Chatham House rules prevail, but one thing that struck this particular moggy (especially in the light of recent debate on this site) was the discussion of patent law and the "patent system." In particular, participants considered the importance of examining the dynamics of patent law beyond the "front end" (grant) and "back end" (litigation) towards an understanding of the economic impact of patents (the "in-between" as it were). Indeed, this is the significant process in which policy-makers must engage.
This returns attention back to recent discussions of the IPKat concerning the European Patent Litigation Agreement (EPLA). No matter what one's position on the so-called "conspiracy theories," it is absolutely critical to the discussion of patent law and its application in the "patent system" that civil society and consumers continue to be motivated to engage with the debate. Arguably, what is necessary is that this debate mobilises beyond an adversarial attack, and that the various stakeholders focus on the process, which is of interest to us all - namely the socio-economic "middle." And this stray IPKat welcomes the debate.
The recent interim legal opinion on the possible conclusion of the EPLA (blogged on IPKat Thursday) makes it clear why this is an interest for the Community and the European Parliament. Jurisdictional matters are subject to the co-decision procedure, which means they require the consent of both European Parliament and the Council. The 1971 ERTA decision made it clear that member states can no longer enter into international agreements which fall within Community competence.
The EPLA is, therefore, not contrary to EC law; rather, arguably it falls within Community competence and therefore requires endorsement by the European Council and Parliament. Perhaps a more appropriate question to ask is whether it falls entirely within Community competence or falls partially within both Community competence and the competence of Member States. In particular, Article 22(4) of the Brussels Regulation determines the court's jurisdiction for patents (including European patents), and this would need to be amended significantly if the EPLA were to be agreed. This is something that would need to be done by the Community not by Member States, and those supporting the EPLA are aware of this.
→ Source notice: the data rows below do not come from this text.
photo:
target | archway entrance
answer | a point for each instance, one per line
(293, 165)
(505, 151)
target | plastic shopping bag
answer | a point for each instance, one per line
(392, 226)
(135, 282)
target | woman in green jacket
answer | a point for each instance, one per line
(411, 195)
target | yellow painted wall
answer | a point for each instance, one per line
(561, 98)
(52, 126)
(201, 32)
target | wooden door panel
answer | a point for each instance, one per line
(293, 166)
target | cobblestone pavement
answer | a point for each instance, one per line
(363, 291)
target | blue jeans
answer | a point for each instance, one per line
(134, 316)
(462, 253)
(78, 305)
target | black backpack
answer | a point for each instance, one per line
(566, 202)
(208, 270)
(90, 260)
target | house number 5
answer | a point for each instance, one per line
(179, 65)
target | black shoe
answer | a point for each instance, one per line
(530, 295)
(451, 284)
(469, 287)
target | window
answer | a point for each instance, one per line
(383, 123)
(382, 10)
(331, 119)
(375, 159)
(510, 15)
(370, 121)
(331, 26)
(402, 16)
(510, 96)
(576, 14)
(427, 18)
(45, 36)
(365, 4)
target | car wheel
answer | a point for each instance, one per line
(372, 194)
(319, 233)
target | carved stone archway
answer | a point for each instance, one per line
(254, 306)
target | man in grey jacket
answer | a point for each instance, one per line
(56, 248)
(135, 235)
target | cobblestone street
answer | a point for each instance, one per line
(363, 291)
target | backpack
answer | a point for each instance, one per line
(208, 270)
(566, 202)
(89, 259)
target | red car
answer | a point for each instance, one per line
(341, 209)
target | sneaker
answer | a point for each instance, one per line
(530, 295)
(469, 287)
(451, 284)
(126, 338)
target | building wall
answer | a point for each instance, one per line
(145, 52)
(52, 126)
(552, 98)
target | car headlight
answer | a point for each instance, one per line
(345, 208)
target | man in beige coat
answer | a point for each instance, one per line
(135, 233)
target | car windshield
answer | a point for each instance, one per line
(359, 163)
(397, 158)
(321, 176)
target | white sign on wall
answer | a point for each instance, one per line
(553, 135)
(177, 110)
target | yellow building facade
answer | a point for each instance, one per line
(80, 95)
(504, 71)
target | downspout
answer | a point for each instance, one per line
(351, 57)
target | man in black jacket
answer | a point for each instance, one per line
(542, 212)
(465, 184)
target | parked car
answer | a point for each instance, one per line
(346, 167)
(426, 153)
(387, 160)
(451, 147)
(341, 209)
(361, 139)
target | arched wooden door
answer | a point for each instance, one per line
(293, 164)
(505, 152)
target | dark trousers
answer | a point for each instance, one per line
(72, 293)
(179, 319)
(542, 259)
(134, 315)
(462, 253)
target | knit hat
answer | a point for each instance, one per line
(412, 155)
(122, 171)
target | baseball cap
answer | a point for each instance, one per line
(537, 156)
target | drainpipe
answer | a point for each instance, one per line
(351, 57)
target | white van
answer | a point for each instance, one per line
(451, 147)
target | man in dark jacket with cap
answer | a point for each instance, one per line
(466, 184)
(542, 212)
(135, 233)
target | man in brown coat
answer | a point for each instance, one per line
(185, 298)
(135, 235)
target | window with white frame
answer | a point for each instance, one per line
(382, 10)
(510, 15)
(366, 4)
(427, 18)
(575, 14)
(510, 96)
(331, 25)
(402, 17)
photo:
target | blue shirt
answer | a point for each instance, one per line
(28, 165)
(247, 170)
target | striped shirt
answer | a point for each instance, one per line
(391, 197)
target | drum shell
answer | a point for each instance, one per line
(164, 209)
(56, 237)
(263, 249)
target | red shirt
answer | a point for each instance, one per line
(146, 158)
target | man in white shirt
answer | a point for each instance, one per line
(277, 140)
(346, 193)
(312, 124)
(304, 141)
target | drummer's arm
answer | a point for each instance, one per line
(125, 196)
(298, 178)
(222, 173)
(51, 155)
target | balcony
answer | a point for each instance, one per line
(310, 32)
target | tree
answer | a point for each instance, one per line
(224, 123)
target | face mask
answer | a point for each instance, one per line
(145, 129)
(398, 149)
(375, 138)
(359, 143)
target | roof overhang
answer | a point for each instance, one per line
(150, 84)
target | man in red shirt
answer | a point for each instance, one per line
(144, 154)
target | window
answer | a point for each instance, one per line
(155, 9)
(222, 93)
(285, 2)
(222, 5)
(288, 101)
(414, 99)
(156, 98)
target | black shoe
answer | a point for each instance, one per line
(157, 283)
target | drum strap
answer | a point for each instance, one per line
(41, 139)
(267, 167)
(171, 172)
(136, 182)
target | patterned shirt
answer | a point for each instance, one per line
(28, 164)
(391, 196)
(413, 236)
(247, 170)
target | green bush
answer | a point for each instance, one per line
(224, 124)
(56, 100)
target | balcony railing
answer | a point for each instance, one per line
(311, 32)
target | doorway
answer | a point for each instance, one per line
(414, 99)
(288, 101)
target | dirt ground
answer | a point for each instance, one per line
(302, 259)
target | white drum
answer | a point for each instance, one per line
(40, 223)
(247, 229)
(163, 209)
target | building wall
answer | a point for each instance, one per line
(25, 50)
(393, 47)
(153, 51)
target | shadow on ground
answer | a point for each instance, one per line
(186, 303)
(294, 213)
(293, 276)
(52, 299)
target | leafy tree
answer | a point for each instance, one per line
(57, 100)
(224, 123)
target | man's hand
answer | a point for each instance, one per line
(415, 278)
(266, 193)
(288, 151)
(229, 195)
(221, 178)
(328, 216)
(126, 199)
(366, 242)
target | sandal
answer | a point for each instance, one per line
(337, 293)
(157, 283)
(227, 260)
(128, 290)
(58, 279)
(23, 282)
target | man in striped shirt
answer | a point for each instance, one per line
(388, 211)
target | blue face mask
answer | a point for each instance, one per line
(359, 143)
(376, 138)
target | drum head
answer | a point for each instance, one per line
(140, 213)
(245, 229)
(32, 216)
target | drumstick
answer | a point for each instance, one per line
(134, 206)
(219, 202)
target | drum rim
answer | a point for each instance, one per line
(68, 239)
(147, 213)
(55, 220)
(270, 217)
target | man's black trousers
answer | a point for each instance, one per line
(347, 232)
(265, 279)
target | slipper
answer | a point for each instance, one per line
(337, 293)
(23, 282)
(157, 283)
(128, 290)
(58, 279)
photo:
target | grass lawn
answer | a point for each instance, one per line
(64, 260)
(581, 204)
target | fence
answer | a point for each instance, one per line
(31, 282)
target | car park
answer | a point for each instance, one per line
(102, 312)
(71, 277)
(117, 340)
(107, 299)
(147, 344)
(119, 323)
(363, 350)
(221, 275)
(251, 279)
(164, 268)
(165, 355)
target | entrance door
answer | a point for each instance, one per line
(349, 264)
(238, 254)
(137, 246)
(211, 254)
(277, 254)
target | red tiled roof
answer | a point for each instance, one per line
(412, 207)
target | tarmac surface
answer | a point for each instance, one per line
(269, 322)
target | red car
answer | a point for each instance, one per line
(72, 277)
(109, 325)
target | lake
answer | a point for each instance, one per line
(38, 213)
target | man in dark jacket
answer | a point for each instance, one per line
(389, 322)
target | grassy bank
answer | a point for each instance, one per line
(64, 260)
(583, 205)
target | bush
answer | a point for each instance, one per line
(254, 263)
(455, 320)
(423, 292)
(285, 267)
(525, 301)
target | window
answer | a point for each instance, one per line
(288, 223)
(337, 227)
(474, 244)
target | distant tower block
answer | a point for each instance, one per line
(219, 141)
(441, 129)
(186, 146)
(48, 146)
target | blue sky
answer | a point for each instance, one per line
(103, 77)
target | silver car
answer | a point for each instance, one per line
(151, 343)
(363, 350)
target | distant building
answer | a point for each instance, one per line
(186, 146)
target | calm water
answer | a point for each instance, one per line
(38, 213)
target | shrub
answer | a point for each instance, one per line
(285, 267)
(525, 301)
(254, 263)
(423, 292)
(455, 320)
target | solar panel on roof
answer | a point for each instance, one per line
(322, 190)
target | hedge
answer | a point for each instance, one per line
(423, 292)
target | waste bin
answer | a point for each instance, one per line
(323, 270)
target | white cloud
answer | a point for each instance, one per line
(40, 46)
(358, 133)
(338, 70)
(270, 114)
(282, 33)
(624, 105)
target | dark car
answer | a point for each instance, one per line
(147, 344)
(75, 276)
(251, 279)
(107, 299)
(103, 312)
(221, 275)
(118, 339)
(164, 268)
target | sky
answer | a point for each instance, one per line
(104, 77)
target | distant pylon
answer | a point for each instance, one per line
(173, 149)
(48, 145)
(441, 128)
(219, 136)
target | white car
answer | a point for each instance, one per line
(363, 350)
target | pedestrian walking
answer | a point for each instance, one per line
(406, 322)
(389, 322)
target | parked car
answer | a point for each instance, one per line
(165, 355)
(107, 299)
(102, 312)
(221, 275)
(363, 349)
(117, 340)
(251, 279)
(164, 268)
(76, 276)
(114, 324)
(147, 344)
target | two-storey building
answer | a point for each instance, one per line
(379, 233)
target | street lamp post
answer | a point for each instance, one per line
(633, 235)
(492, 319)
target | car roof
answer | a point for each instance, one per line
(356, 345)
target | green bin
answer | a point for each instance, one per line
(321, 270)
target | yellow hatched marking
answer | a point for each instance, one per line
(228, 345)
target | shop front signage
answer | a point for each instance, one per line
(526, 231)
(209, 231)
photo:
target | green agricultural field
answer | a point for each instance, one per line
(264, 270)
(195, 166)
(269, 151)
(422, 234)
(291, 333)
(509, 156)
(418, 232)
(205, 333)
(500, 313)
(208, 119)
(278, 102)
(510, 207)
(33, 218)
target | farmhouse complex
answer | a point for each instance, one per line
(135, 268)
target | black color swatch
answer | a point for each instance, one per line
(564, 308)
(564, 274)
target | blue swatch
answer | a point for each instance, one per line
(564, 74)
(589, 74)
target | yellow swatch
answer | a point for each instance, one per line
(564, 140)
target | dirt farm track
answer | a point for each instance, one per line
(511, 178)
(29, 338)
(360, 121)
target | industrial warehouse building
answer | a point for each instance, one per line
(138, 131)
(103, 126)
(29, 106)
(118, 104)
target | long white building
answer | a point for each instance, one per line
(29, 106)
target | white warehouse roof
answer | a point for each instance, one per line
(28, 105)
There is a wealth of debate on the merits or otherwise of the EPLA (for instance, some of industry may favour choice of forum; others argue that the conclusion of the EPLA is necessary for the improved efficiency and rationalism of the EPC system; while still others argue that the EPLA is tantamount to a creeping universality in patents and a move away from democratic and national sovereignty in patent law, said to be important in maintaining the patent as a national socio-political document). No matter what one's position within this huge diversity in the debate, the IPKat (and particularly Merpel) always loves a good fisticuff. But more importantly, in this period of debate on patent law, arguably it's not as simple as "them" and "us." And it would certainly be a more fruitful discussion without this.